Almine Rech Paris a le plaisir de présenter Look back, and smile on perils past, la deuxième exposition personnelle de Jameson Green à la galerie, du 23 novembre au 21 décembre 2024.

Pour Jameson Green, le monde entier est un théâtre.

Originaire de New York, où il sort diplômé du Hunter College, Jameson Green s’intéresse très tôt à la relation entre le moi privé et le moi tel qu’il est façonné par ses conflits avec le corps, la communauté, et les images qui nous renvoient ces constructions. Dans Look back, and smile on perils past, exposition solo à la galerie Almine Rech Paris, le personnel entre en confrontation parfois violente avec le social et l’historique dans des drames joués à la surface de la toile par ses personnages énigmatiques.

L’approche de Green à la peinture est profondément ancrée dans l’histoire de l’art. Lorsqu’il se lance dans une composition, il puise abondamment dans l’œuvre de ses artistes de prédilection, toutes époques confondues. On notera les parallèles stylistiques et compositionnels avec le travail de Picasso, Goya, Dana Schutz ou même George Baselitz, tant ses inspirations sont innombrables. À travers une pratique qui rappelle les samples de la musique hip-hop, Green recycle ces icônes historiques, les métamorphose et les replace dans un nouveau contexte. Les canons de l’art résonnent dans toute son œuvre, comme pour affirmer que son propre travail ne pourrait exister sans ces interactions avec le passé remixées pour les conditions du présent.

Prenez par exemple le tableau intitulé Moral currency. Sa composition démesurée partage de nombreux points communs avec le célèbre Guernica de Picasso : les dimensions de la toile, les interactions entre l’homme et l’animal, le mélange dissonant entre un intérieur domestique et le chaos qui se déchaîne dehors, tout près. Et comme chez Picasso, les personnages de la scène sont tendus vers le regardeur, quasiment comme des comédiens face à un public. La relation disjointe entre la figure et le fond renforce cette sensation de trouble, de confusion, tant il est difficile de savoir exactement où les corps - et les interactions qui les relient - commencent et finissent.

Les visages caricaturaux des personnages de cette composition sont rendus dans des styles divers, presque comme si chacun était un comédien masqué. Il est impossible de situer précisément l’époque et le lieu où les personnages évoluent : l’histoire se replie sur elle-même, le regardeur contemporain est forcé à faire face aux ‘périls du passé’. L’accent est mis à la fois sur ces personnages en tant qu’acteurs individualisés et sur les scènes qui les rassemblent. Ils se définissent d’eux-mêmes, mais sont aussi inextricablement liés à la composition qu’ils partagent ; ils sont transformés par ce qui se passe plus largement autour.

L’effondrement de l’individuel et du social, du personnel et du politique, est poussé encore plus loin dans les portraits d’individus que peint Green. Même s’ils sont seuls dans la composition, son langage symbolique rend puissamment le conflit entre le personnel et le politique. L’homme énigmatique de The unconquerable soul, par exemple, est une représentation du père de l’artiste. Ce portrait ne reflète pourtant pas les détails intimes du visage de son père : c’est plutôt une représentation pathologique, sa veste entrouverte laissant apparaitre les poches intraveineuses qui ont remplacé ses poumons. Malgré l’incursion de la maladie (et de son pendant pharmaceutique) dans le corps de cet homme, il continue d’avancer, il refuse de laisser le choc entre maladie et corps lui dicter la marche à suivre.

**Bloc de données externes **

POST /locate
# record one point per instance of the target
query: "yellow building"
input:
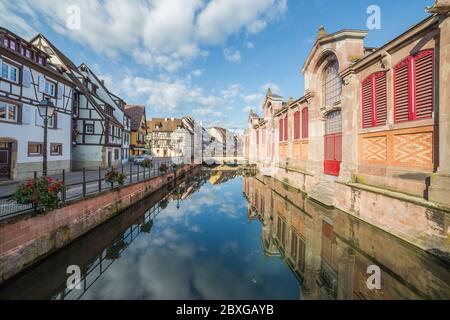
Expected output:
(138, 129)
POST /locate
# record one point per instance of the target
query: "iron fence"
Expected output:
(84, 183)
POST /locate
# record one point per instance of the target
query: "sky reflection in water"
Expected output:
(206, 249)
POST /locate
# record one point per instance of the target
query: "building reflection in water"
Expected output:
(329, 251)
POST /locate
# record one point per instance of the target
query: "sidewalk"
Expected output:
(7, 187)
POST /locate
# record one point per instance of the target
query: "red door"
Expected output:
(333, 144)
(333, 154)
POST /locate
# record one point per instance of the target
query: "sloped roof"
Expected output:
(167, 124)
(135, 112)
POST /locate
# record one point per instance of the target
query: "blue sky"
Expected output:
(211, 59)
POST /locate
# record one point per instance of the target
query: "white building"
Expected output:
(27, 77)
(99, 118)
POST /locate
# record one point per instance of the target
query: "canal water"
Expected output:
(223, 236)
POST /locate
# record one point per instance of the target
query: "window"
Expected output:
(26, 52)
(286, 128)
(50, 88)
(89, 128)
(56, 149)
(10, 72)
(280, 129)
(305, 124)
(332, 85)
(34, 149)
(40, 60)
(374, 100)
(297, 125)
(414, 87)
(8, 112)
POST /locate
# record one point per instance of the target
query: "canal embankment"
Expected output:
(28, 239)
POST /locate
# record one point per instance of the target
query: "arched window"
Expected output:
(332, 84)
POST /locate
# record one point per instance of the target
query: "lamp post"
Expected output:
(46, 110)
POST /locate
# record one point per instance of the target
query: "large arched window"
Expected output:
(332, 84)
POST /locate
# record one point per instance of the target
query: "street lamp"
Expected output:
(46, 110)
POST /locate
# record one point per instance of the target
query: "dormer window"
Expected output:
(26, 53)
(40, 59)
(9, 43)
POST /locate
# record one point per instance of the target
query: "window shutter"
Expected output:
(26, 78)
(60, 91)
(424, 84)
(26, 115)
(286, 128)
(367, 102)
(38, 120)
(41, 82)
(401, 91)
(380, 99)
(280, 129)
(305, 124)
(55, 121)
(297, 125)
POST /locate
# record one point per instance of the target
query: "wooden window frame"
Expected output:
(33, 154)
(89, 125)
(60, 149)
(305, 123)
(18, 112)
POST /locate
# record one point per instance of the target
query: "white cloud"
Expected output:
(249, 45)
(253, 98)
(197, 72)
(272, 86)
(232, 91)
(232, 55)
(165, 34)
(247, 109)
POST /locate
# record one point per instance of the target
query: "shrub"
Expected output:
(163, 168)
(114, 176)
(42, 194)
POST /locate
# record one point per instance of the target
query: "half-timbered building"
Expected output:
(99, 119)
(27, 77)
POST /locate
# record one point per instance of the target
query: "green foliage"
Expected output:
(163, 168)
(114, 176)
(42, 194)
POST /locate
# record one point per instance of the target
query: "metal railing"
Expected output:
(84, 183)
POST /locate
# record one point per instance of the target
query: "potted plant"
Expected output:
(42, 193)
(163, 168)
(114, 176)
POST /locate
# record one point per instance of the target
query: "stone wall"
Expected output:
(28, 239)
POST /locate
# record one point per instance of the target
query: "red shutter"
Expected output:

Tous les personnages de Green ne sont pas aussi personnels, bien au contraire : la plupart de ses figures sont composites, elles représentent des types plutôt que des individus définis. Et pourtant, comme dans le portrait du père de l’artiste, tous les personnages sont pris entre le personnel et les interventions du social et du politique. Leurs visages exagérés, semblables à des masques, les éloignent du littéral – mais en même temps, ils incitent le regardeur à résoudre l’énigme qu’ils présentent.

Pour énigmatiques qu’ils soient, les acteurs masqués de Jameson Green permettent quand même de créer des liens. En plongeant dans l’univers créé par chacun des tableaux, en s’efforçant de décrypter le langage que chacun recèle, l’artiste nous invite à réévaluer notre propre condition à travers celle d’autres personnes, d’autres histoires, d’autres époques. Dans nos sociétés de plus en plus divisées, la pratique consistant à investir chaque tableau de nos propres points de vue pour chercher à comprendre ce qui pourrait autrement nous échapper nous offre une occasion rare de mieux nous comprendre les uns les autres. Look back, and smile on perils past nous met au défi de faire face à notre propre histoire, à nos propres préjugés, et de sourire en ayant conscience que nous continuons à aller de l’avant.